Extroverts are loud. They prefer crowds. They're social as social gets. Sometimes, their blood boils and they get agitated.
All the above are stereotypes. They're too black-and-white for the world, because we know all too well that the world is really painted in shades of gray. The best example even comes from those colors. We call people "white," but if you held a sheet of white paper against a "white" person's pale pink pigmentation, you'd see in a flash—we describe in extremes, but the real world is much more nuanced than our extreme descriptions.
Stereotypes are shorthand. Nobody's probably a pure introvert, just as nobody's a pure extrovert. We're combinations of both, a yin and a yang entwined in ways we may or may not be able to see.
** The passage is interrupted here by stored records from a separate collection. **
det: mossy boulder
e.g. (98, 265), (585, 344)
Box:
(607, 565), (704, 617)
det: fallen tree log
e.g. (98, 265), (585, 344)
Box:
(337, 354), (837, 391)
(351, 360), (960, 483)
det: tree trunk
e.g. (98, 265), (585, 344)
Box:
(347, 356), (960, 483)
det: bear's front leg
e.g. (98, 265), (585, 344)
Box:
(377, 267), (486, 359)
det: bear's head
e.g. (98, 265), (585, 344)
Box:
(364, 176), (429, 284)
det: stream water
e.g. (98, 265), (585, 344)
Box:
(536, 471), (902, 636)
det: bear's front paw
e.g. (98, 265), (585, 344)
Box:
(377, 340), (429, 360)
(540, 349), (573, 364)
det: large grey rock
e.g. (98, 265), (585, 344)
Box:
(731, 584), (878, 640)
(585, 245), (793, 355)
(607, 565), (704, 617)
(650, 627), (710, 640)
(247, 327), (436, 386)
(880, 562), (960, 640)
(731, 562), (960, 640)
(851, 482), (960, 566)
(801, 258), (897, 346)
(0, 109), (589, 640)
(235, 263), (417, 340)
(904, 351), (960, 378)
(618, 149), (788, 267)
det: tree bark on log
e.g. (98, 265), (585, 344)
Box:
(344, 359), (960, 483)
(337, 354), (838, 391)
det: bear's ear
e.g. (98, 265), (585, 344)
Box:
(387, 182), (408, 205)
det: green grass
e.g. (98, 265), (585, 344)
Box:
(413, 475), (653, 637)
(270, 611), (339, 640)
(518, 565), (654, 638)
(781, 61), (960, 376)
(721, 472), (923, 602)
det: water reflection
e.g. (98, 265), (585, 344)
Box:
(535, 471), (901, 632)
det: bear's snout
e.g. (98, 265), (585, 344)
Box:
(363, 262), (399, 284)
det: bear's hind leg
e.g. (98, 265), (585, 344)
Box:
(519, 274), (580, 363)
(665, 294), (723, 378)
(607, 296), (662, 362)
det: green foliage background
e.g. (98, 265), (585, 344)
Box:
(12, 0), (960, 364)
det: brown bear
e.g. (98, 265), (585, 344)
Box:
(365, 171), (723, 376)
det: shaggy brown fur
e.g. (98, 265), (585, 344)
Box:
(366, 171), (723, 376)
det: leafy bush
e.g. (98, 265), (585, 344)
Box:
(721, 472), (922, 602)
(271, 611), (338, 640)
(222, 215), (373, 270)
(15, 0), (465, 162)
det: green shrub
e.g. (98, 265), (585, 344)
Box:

Yet, I suspect for most of us one side dominates as it pertains to strategy-making. When it comes to the act of creating an orientation towards success in some given endeavor, we all likely lean one way or the other.
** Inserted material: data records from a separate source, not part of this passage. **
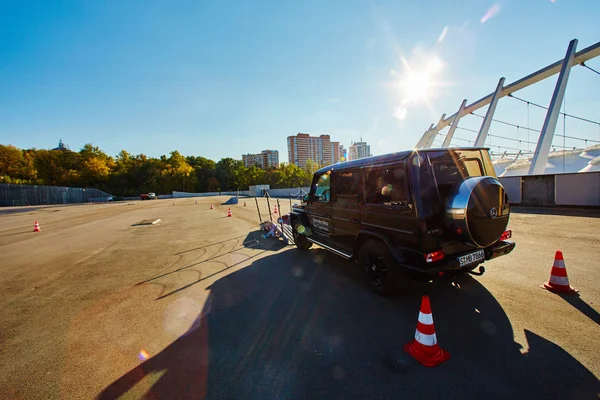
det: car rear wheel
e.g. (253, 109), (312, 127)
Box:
(358, 240), (399, 296)
(294, 228), (312, 250)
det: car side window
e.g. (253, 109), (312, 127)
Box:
(311, 171), (331, 203)
(334, 171), (359, 204)
(365, 164), (410, 206)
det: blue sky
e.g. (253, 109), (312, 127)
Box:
(0, 0), (600, 161)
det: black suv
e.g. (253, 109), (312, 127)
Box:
(290, 147), (515, 294)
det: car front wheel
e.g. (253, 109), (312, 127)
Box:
(358, 240), (399, 296)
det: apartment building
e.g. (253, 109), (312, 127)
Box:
(242, 150), (279, 169)
(287, 133), (339, 168)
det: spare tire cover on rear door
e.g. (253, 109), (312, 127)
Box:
(447, 176), (510, 247)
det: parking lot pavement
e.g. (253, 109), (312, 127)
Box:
(0, 197), (600, 399)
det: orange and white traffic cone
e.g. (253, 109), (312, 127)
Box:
(404, 296), (450, 367)
(540, 250), (577, 293)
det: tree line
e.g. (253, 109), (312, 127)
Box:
(0, 143), (318, 196)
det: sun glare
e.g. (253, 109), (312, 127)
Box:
(398, 55), (444, 104)
(402, 71), (431, 103)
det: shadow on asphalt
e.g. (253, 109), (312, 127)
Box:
(560, 293), (600, 325)
(510, 206), (600, 218)
(98, 249), (600, 399)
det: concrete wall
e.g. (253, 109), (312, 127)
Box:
(269, 187), (310, 197)
(172, 190), (250, 199)
(249, 185), (270, 197)
(498, 176), (523, 204)
(555, 172), (600, 206)
(499, 172), (600, 207)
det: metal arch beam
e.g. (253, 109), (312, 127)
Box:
(529, 39), (577, 175)
(422, 42), (600, 138)
(475, 77), (504, 147)
(442, 99), (467, 147)
(415, 124), (433, 149)
(425, 113), (446, 147)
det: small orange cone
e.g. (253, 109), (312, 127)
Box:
(540, 250), (577, 293)
(404, 296), (450, 367)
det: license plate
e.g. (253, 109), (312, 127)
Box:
(458, 250), (485, 267)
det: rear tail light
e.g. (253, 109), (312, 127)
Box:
(425, 250), (444, 262)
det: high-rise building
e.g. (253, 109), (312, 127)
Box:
(242, 150), (279, 169)
(331, 142), (341, 164)
(260, 150), (279, 168)
(338, 144), (348, 161)
(348, 138), (371, 160)
(288, 133), (337, 168)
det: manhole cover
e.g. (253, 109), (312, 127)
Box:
(132, 218), (160, 226)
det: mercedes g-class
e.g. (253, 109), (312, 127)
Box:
(290, 147), (515, 294)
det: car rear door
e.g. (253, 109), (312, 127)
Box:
(331, 169), (362, 255)
(307, 171), (333, 246)
(361, 162), (419, 259)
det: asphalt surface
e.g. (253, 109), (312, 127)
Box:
(0, 197), (600, 399)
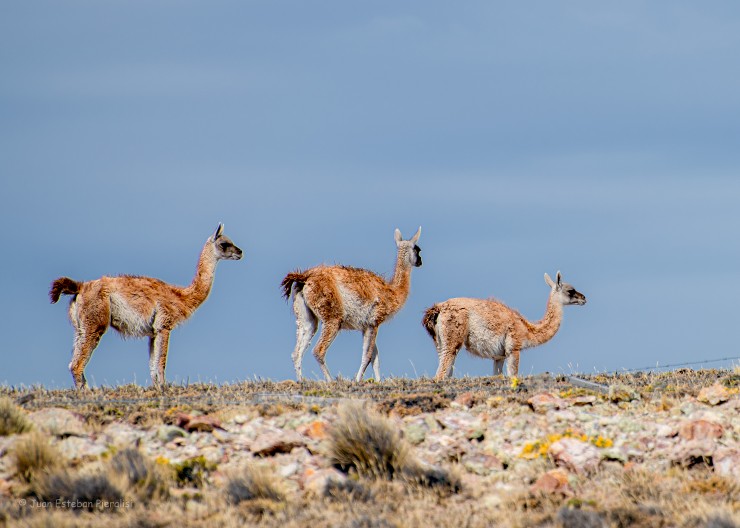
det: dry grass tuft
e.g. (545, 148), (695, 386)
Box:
(34, 469), (125, 512)
(324, 479), (375, 502)
(0, 397), (32, 436)
(226, 464), (285, 504)
(329, 403), (409, 480)
(403, 462), (462, 495)
(108, 448), (170, 502)
(12, 433), (62, 482)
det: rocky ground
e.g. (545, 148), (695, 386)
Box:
(0, 369), (740, 528)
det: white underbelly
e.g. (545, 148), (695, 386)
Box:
(465, 314), (506, 358)
(339, 286), (377, 330)
(110, 293), (154, 337)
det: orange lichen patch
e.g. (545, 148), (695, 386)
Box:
(529, 469), (575, 497)
(519, 428), (614, 459)
(297, 420), (328, 440)
(678, 420), (724, 440)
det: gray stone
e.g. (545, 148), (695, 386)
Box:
(157, 425), (188, 444)
(28, 407), (87, 437)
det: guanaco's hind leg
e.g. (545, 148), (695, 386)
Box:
(373, 343), (380, 382)
(293, 292), (319, 381)
(493, 358), (504, 376)
(506, 348), (521, 378)
(355, 327), (380, 382)
(69, 298), (110, 389)
(313, 321), (341, 381)
(149, 330), (170, 386)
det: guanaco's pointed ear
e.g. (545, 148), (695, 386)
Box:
(411, 226), (421, 245)
(213, 222), (224, 240)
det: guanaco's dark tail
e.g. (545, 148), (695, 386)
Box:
(280, 271), (307, 301)
(49, 277), (82, 304)
(421, 304), (439, 341)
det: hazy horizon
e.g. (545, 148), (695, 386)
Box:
(0, 0), (740, 387)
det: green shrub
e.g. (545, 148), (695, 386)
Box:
(12, 433), (62, 482)
(0, 397), (32, 436)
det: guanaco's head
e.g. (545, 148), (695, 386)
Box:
(211, 224), (243, 260)
(545, 271), (586, 305)
(395, 226), (421, 268)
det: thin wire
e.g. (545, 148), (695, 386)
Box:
(615, 356), (740, 372)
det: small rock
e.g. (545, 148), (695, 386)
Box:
(529, 469), (575, 497)
(712, 448), (740, 479)
(609, 384), (640, 403)
(462, 453), (504, 476)
(403, 421), (427, 445)
(278, 462), (300, 478)
(28, 407), (87, 437)
(157, 425), (188, 444)
(557, 507), (607, 528)
(177, 413), (223, 433)
(57, 436), (108, 462)
(669, 439), (717, 467)
(437, 411), (480, 431)
(103, 422), (145, 448)
(527, 392), (565, 414)
(655, 424), (678, 438)
(296, 420), (328, 440)
(303, 468), (347, 497)
(547, 438), (601, 474)
(568, 394), (596, 406)
(426, 433), (471, 461)
(696, 383), (730, 405)
(678, 420), (724, 440)
(252, 429), (306, 456)
(454, 392), (475, 409)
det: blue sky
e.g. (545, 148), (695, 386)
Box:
(0, 0), (740, 387)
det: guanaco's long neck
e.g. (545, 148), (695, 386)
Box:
(529, 293), (563, 346)
(183, 241), (218, 310)
(390, 251), (411, 312)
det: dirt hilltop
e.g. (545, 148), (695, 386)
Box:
(0, 369), (740, 528)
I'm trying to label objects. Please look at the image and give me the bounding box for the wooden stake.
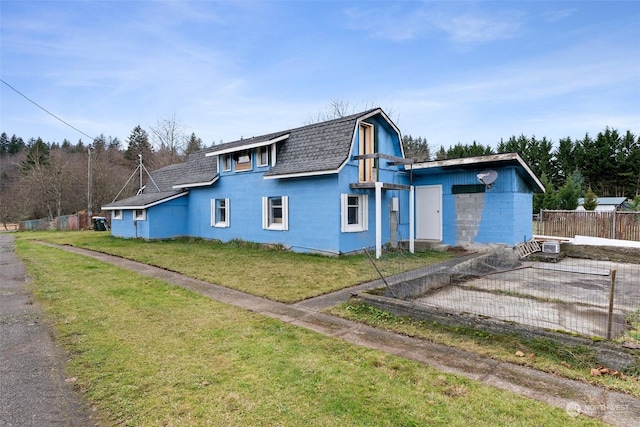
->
[607,268,617,340]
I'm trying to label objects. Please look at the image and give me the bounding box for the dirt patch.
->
[560,243,640,264]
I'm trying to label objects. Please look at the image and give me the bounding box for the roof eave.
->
[100,191,189,211]
[263,169,340,179]
[204,133,290,157]
[171,175,220,190]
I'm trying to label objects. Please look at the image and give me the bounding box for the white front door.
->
[416,185,442,240]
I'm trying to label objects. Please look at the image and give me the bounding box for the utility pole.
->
[87,145,93,219]
[138,154,142,193]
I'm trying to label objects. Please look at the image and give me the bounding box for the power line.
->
[0,78,96,141]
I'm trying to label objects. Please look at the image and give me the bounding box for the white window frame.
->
[211,198,231,228]
[221,154,233,172]
[256,146,271,167]
[133,209,147,221]
[234,150,253,172]
[340,194,369,233]
[262,196,289,231]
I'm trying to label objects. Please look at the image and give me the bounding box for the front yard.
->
[16,233,600,426]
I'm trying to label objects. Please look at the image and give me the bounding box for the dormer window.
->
[257,146,270,166]
[358,122,376,182]
[222,154,231,172]
[234,150,251,171]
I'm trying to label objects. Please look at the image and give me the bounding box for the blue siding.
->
[111,197,187,239]
[112,116,416,254]
[414,167,533,245]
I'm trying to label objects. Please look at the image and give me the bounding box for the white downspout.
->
[409,185,415,253]
[376,182,382,259]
When it comes time to concoct your strategy, which do you prefer: researching and thinking and writing out your path to success?
Or gathering the council of critics, seeking the counsel of others, pushing it through the process for endorsement, and then selling it to the organization to empower your team and allies to wield it as their weapon in the world?
You can't answer both.
You must prefer one over the other. It may be 51-49, and it may depend on the team you find yourself on. But just as some people swear by sushi, and others like to mix mayo and ketchup, as humans, we have things we like better than others. And strategists prefer one part of strategy-making over the other.
That doesn't mean a strategist is more gifted at one task instead of another. Lots of people like baseball yet aren't all that great at the game.
But it may follow that an introvert has an advantage at strategy-conception while an extrovert has a better chance at selling the strategy.
This may be true by virtue of their preferences. If you like a particular part of a process, and as such, focus more on your own performance and improvement. It's not hard to imagine introverts being more comfortable with locking themselves away from the world, starting with a blank sheet of paper, and grinding through a strategy from the ground up.
When I step back from myself, I see someone who is more introverted when it comes to strategy-making. I prefer to think through the challenge alone, without social stratification to mediate or interfere with the problem as I understand it. That part of the process is more natural to me. The harder part for me is what comes after—getting buy-in and generating support across the wider organization.
I suspect many will identify with that breakdown. Some will prefer this, some will prefer that. But the key thing to remember is that we need both “this” and “that” to devise clever, committed strategies for organizations to execute. We need both introverts and extroverts in the strategy-making business, and to bind them together in ways that make both parts more powerful than one alone.